Przyszły rok w obliczu pędzącej inflacji będzie stał pod znakiem podwyżek stóp procentowych. Do małych banków centralnych dołączy prawdopodobnie ten kluczowy, czyli Fed. Zakładając, że wyższy koszt pieniądza zdusi spekulacyjne zapędy inwestorów, można oczekiwać, że hossa albo straci na dynamice, albo po prostu się skończy. Zwłaszcza że na wykresach wielu indeksów widać pierwsze symptomy słabości: zbliżający się krzyż śmierci na WIG, podwójny szczyt na FTSE 100 czy przedłużające się konsolidacje DAX i Nikkei 225. I stąd właśnie ten długoterminowy pesymizm.
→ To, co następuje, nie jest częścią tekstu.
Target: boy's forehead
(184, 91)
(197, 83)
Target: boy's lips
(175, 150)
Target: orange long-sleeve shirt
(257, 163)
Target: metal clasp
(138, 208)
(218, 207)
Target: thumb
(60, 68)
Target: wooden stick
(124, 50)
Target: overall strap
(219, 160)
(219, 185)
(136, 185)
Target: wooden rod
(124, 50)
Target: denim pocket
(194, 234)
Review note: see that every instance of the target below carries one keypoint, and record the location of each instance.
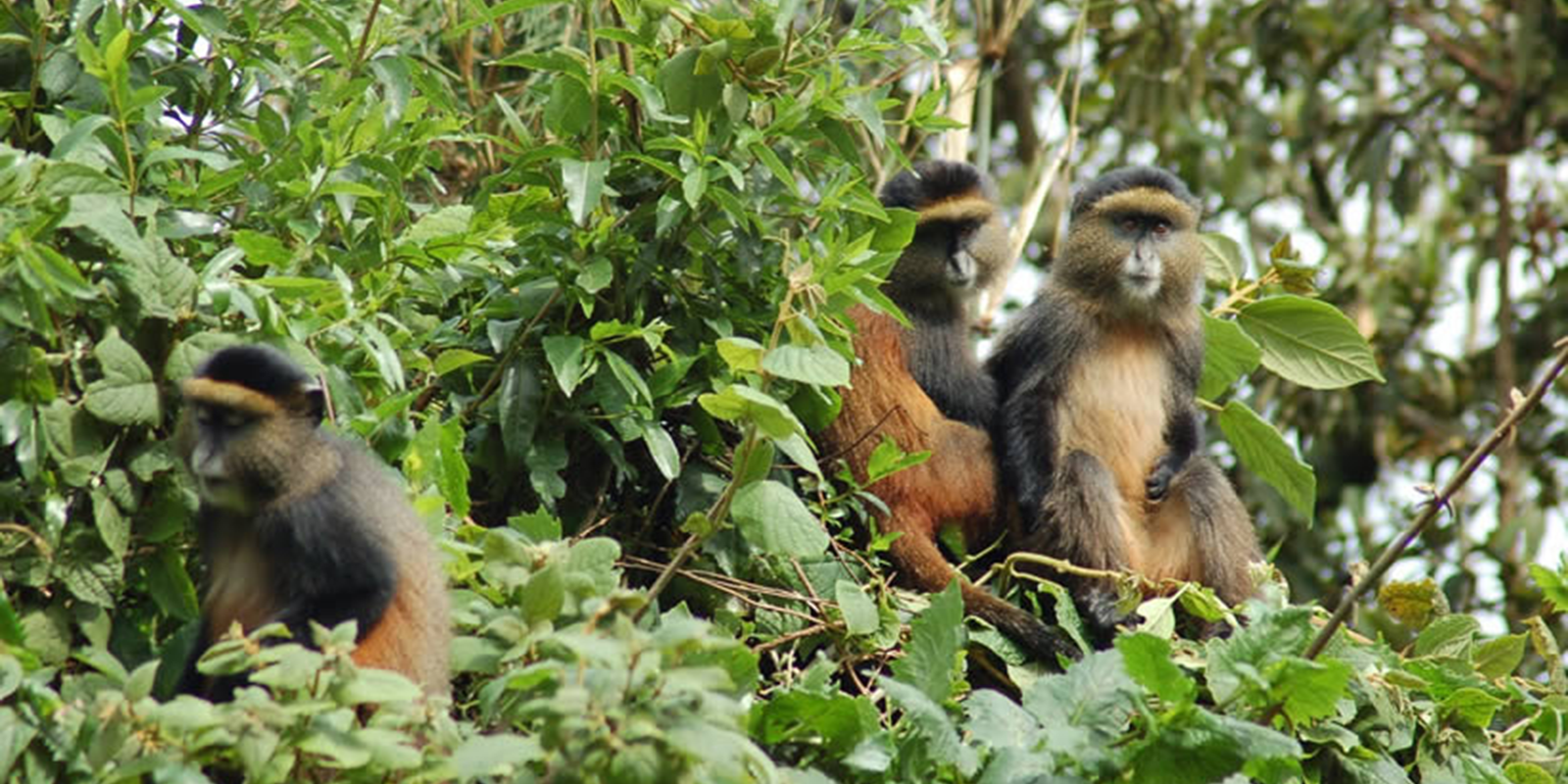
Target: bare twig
(1439, 502)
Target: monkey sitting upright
(300, 525)
(1098, 376)
(924, 389)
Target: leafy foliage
(580, 273)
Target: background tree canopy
(579, 271)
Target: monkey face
(214, 435)
(1142, 269)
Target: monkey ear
(314, 402)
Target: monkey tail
(1039, 640)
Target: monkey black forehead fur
(1129, 177)
(259, 368)
(933, 180)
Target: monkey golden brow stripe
(229, 396)
(1149, 200)
(964, 208)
W ujęciu krótszym natomiast można pokusić się o nieco więcej byczego nastawienia. Przed nami bowiem sezonowe anomalie – window dressing w końcówce miesiąca i efekt stycznia na początku 2022 r. Ponadto, w ostatnich dniach widać na wykresach głównych indeksów próby odbicia od kluczowych wsparć, a to wpisuje się w scenariusz krótkoterminowego odreagowania. Szeroki WIG szybko wrócił nad średnią z 200 sesji i do końca tygodnia oddalał się od niej w górę. W cykl wzrostowy weszły też RSI i MACD, co może zapowiadać ruch do istotnego oporu w okolicy 70 000 pkt, gdzie zbiegają się poziom ostatniego, lokalnego szczytu i średnia z 50 sesji. Najwięcej paliwa wzrostowego powinno pochodzić od dużych spółek. WIG20 nie pogłębił jak dotąd ustanowionego w listopadzie dołka korekty 2118 pkt, a w czwartek walczył o powrót nad 200-sesyjną średnią. Oscylatory i w jego przypadku są dopiero w połowie wzrostowego cyklu, co daje szanse ataku na 2250 pkt, a być może nawet dojście do 50-sesyjnej średniej (2300 pkt). Do tego dochodzi obrona 200-sesyjnej średniej przez mWIG40 i próba utworzenia podwójnego dna przy 19 500 pkt przez sWIG80. Mówiąc więc krótko o krótkim terminie – analiza techniczna daje argumenty do odbicia.